#corpustools
corpustools is a Go library which provides statistical natural language processing functionality on a corpus or words / characters / whatever, represented internally as a sequence of integers. It is intended to be fairly lightweight and fast, and to operate on corpora which can be held in RAM (of the order of hundreds of millions, or the low billions, of tokens). With this in mind many of its operations are based on a suffix array index into corpora.
The functionality of the library includes: o Fast (O(log(N))) computation of frequency statistics over ngrams in the corpus, to underpin applications such as language modeling. o Rapid enumeration of all distinct ngrams in the corpus. o Nearest neighbor search over ngrams in the corpus based on their distributional statistics (co-occurrence modeling). o Computation of subsequences in the corpus which allow the description length of the corpus to be reduced.
##Installation instructions
- Install Go on your system.
- Download this repository into your $GOPATH.
- Type "go install corpustools".
##Background
Much of the core functionality of the library is available through the Corpus object.
To create a corpus object from a text file:
import "corpustools"
lowerCase, returnChars := true, false
corpus := corpustools.CorpusFromFile("myfile.txt", lowerCase, returnChars)
which will tokenize myfile.txt into lower-case words (not characters), assigning each distinct token a unique integer key, and representing the sequence of tokens internally as an array of integers (the Corpus object also encapsulates the mapping from tokens to integers so that the internal representation can be translated back into its original format).

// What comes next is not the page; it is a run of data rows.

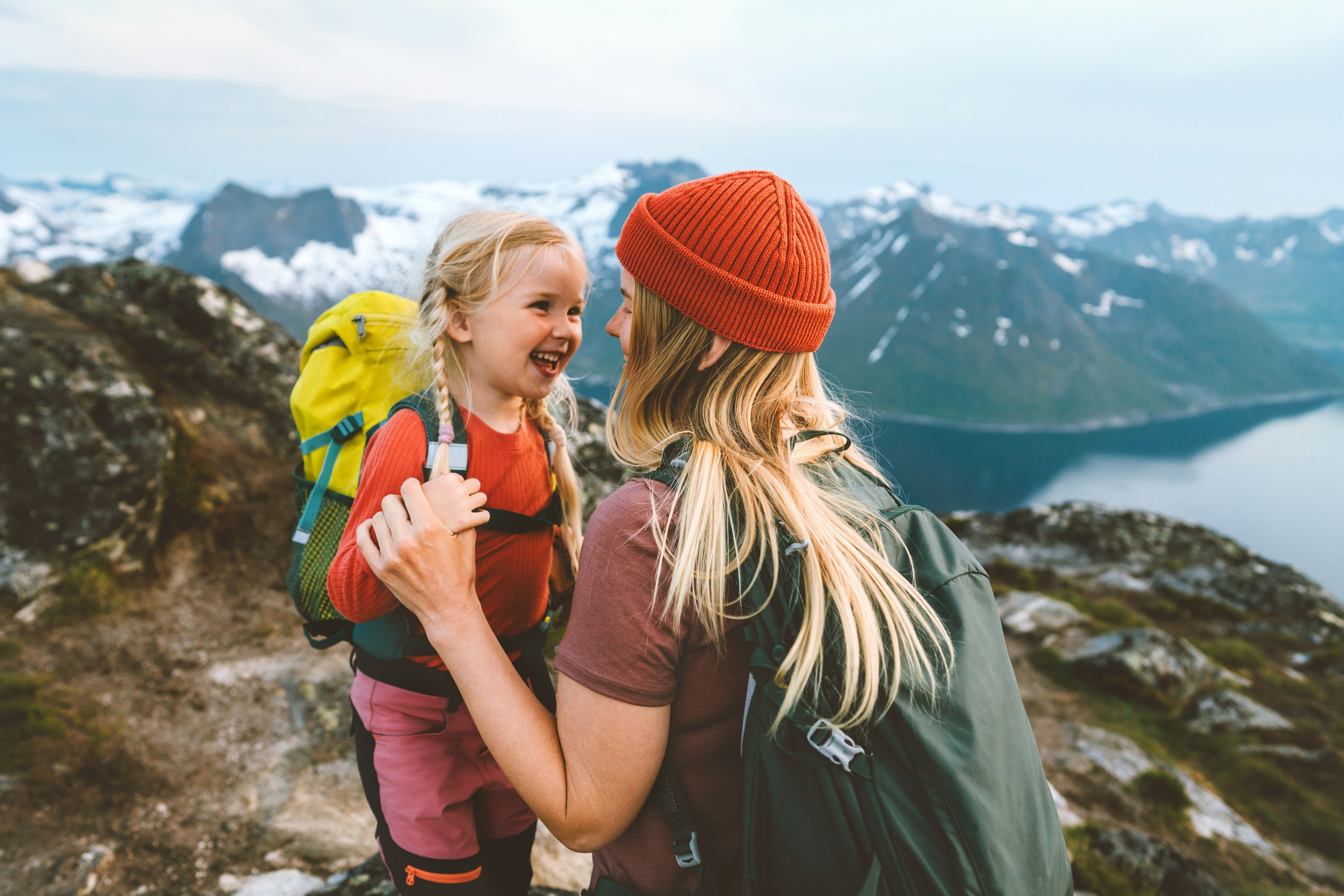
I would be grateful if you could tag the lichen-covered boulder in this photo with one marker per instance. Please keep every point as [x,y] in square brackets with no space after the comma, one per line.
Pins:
[598,472]
[1147,664]
[1154,863]
[104,370]
[1027,613]
[1159,551]
[1230,711]
[88,444]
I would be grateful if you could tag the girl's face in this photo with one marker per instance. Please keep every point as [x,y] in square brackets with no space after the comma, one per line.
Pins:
[518,344]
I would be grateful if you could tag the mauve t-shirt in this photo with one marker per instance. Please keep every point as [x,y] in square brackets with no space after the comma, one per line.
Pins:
[619,645]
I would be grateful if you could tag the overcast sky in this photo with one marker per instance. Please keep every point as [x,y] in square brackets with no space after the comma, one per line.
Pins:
[1214,108]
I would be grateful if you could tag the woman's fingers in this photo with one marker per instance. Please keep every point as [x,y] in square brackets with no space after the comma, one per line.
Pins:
[394,511]
[365,542]
[381,531]
[416,503]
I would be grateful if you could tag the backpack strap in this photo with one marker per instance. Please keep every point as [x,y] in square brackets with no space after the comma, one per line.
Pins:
[336,436]
[503,520]
[668,800]
[389,637]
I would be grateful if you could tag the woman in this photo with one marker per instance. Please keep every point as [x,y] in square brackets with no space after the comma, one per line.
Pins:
[726,296]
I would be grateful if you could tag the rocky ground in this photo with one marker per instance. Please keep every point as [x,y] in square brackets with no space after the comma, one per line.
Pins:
[164,728]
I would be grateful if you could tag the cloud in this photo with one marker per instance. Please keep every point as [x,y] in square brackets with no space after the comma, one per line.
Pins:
[1211,107]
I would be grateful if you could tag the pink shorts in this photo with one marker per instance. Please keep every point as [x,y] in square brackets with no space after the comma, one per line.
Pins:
[440,788]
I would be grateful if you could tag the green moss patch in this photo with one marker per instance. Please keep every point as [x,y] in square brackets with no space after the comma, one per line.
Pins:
[1093,874]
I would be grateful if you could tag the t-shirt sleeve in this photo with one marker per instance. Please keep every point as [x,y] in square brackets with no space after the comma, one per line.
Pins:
[394,454]
[619,643]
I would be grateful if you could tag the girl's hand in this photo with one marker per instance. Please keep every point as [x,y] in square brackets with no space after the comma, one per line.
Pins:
[456,502]
[430,569]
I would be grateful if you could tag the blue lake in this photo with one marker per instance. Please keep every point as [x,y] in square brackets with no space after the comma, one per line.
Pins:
[1270,477]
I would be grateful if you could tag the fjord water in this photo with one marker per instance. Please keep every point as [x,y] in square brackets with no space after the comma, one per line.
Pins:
[1270,477]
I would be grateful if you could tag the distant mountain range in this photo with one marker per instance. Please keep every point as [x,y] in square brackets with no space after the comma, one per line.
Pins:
[982,316]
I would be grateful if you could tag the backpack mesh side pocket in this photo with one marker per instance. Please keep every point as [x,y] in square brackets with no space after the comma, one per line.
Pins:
[307,577]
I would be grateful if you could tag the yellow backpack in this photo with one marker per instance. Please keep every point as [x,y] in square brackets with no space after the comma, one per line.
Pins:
[350,375]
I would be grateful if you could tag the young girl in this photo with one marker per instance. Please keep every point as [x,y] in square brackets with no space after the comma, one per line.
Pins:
[499,319]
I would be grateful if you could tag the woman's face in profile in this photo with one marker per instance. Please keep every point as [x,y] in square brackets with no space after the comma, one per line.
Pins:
[620,323]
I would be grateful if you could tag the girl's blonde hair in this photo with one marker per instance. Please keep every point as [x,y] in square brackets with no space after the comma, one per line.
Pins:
[476,257]
[740,479]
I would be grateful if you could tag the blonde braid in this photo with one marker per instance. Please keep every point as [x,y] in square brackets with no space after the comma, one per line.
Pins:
[566,480]
[440,363]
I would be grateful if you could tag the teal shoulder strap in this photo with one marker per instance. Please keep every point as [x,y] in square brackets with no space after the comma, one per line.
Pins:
[334,440]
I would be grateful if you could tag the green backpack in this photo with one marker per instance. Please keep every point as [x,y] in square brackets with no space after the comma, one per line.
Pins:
[932,800]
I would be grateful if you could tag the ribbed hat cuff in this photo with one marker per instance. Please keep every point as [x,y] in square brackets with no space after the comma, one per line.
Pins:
[713,297]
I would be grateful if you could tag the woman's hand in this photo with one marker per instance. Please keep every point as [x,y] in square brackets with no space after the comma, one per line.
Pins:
[429,567]
[457,502]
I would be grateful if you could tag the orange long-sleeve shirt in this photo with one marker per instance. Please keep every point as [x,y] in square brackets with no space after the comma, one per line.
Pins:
[511,570]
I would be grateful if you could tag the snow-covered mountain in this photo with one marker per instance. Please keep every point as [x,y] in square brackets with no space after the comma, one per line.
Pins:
[294,256]
[986,315]
[59,222]
[990,316]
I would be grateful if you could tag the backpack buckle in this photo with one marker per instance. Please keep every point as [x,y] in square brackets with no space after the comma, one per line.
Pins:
[347,428]
[838,747]
[687,854]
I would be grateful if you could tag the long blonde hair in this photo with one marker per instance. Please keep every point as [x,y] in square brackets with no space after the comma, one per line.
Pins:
[478,254]
[741,476]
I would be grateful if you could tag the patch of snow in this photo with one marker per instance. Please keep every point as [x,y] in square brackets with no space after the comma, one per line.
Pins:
[1068,817]
[288,882]
[869,252]
[928,281]
[1120,579]
[1281,252]
[1334,237]
[1195,252]
[31,270]
[91,222]
[1108,300]
[862,285]
[1089,224]
[875,355]
[880,206]
[1074,267]
[211,300]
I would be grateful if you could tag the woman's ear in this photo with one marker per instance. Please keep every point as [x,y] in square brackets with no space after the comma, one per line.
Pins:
[459,323]
[717,348]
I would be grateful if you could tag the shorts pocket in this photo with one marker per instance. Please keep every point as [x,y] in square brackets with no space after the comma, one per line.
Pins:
[396,712]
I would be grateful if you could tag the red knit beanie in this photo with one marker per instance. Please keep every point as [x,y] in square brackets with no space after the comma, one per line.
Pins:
[740,254]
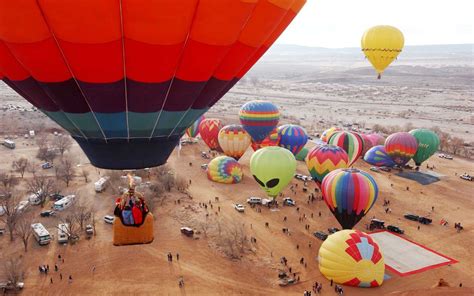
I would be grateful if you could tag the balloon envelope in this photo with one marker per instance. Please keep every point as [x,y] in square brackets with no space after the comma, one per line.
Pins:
[381,45]
[428,144]
[273,168]
[378,156]
[126,78]
[401,147]
[224,169]
[349,194]
[209,129]
[292,137]
[259,118]
[234,140]
[353,258]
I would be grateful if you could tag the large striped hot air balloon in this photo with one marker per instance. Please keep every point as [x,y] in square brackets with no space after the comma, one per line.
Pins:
[353,258]
[349,194]
[209,129]
[351,142]
[126,78]
[224,169]
[378,156]
[401,147]
[292,137]
[234,140]
[259,118]
[193,130]
[322,160]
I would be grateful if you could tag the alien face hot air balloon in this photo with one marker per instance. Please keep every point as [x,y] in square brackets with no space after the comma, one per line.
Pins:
[401,147]
[273,168]
[234,140]
[193,130]
[351,142]
[224,169]
[209,129]
[349,194]
[428,144]
[322,160]
[292,137]
[381,45]
[353,258]
[126,78]
[259,118]
[378,156]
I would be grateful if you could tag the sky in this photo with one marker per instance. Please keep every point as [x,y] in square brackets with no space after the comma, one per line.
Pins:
[341,23]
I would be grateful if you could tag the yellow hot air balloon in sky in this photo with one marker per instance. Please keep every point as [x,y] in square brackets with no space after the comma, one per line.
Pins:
[381,45]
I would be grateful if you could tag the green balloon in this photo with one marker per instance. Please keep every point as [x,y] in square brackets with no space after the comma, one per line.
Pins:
[301,156]
[273,168]
[428,144]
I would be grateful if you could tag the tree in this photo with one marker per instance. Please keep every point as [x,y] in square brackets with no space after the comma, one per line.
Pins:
[20,166]
[43,186]
[62,143]
[23,229]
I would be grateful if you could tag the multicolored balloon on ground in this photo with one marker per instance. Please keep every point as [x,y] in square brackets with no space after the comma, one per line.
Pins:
[126,78]
[259,118]
[401,147]
[351,142]
[273,168]
[349,194]
[328,133]
[381,45]
[292,137]
[322,160]
[224,169]
[209,129]
[428,144]
[193,130]
[378,156]
[353,258]
[234,140]
[273,139]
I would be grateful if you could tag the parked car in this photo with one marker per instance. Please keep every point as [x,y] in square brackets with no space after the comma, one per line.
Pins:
[109,219]
[188,231]
[411,217]
[395,229]
[289,202]
[321,235]
[239,208]
[48,213]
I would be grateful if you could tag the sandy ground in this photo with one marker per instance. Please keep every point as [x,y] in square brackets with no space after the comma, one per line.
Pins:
[144,270]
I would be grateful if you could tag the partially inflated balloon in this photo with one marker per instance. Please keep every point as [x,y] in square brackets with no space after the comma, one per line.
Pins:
[209,129]
[324,159]
[224,169]
[126,78]
[428,144]
[234,140]
[292,137]
[351,142]
[401,147]
[349,194]
[259,118]
[378,156]
[273,168]
[193,130]
[381,45]
[353,258]
[328,133]
[273,139]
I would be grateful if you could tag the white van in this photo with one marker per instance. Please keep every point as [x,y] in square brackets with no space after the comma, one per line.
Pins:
[40,233]
[63,233]
[101,184]
[64,203]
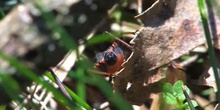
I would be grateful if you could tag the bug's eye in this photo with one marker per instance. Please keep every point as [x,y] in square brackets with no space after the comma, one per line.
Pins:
[110,58]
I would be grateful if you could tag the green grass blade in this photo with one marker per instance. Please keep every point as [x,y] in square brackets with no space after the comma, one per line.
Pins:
[10,86]
[106,89]
[32,76]
[75,97]
[211,51]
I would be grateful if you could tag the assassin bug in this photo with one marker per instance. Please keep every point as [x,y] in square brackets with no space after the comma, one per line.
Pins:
[111,60]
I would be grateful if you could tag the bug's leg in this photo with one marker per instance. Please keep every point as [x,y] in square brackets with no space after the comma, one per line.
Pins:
[60,84]
[99,73]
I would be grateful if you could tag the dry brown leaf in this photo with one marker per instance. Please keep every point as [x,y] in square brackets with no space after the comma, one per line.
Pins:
[172,29]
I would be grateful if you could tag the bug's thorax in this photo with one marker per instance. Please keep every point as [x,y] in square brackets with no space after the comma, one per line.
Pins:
[110,61]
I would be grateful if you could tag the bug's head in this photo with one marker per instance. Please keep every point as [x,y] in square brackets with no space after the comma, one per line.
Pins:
[109,58]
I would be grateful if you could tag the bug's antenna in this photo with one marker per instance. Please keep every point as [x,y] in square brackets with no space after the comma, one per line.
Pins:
[110,34]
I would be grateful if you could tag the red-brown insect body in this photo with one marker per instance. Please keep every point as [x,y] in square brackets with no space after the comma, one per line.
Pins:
[110,61]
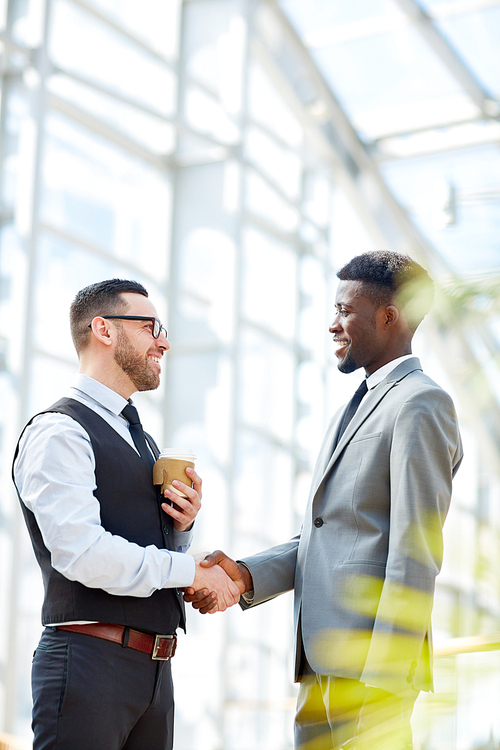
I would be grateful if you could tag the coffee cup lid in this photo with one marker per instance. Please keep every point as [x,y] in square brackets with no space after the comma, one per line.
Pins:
[182,453]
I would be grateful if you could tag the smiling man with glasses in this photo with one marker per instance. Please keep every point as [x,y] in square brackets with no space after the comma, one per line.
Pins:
[112,549]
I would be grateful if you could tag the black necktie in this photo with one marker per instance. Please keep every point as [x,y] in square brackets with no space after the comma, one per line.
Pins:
[351,408]
[137,433]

When the Corpus object is created, a suffix array for the corpus is also created. The suffix array consists of integer indexes into the corpus such that traversing the suffix array in order and following its pointers results in an ordered enumeration of all substrings of the corpus. For example, here is an example corpus and its corresponding suffix array:
corpus: [5, 4, 3, 2, 1]
suffix: [4, 3, 2, 1, 0]
We can see that suffix[0] points to position 4 in the corpus, which corresponds to the substring [1]. suffix[1] points to position 3 in the corpus, which corresponds to the substring [2, 1] > [1], and so on.
Although creating a suffix array doubles the amount of memory required by the Corpus object, it allows much faster searching of the corpus. A naive search algorithm in order to find the frequency of the substring [1, 2, 3] in the corpus, for example, will take O(N) time, whereas a binary search over the suffix array takes only O(log(N)) time.
##Usage
Once a corpus has been created, it is relatively easy to use. For example, in order to find the locations at which a given sequence is located:
indices := corpus.Find([]int{1, 2, 3})
In order to compute the frequency of a specified sequence:
f := corpus.Frequency([]int{1, 2, 3})
And to generate the set of all unique, ordered trigrams in the corpus:
trigrams := corpus.Ngrams(3)
Further and more detailed examples of the functionality provided by the library are included in the /examples folder.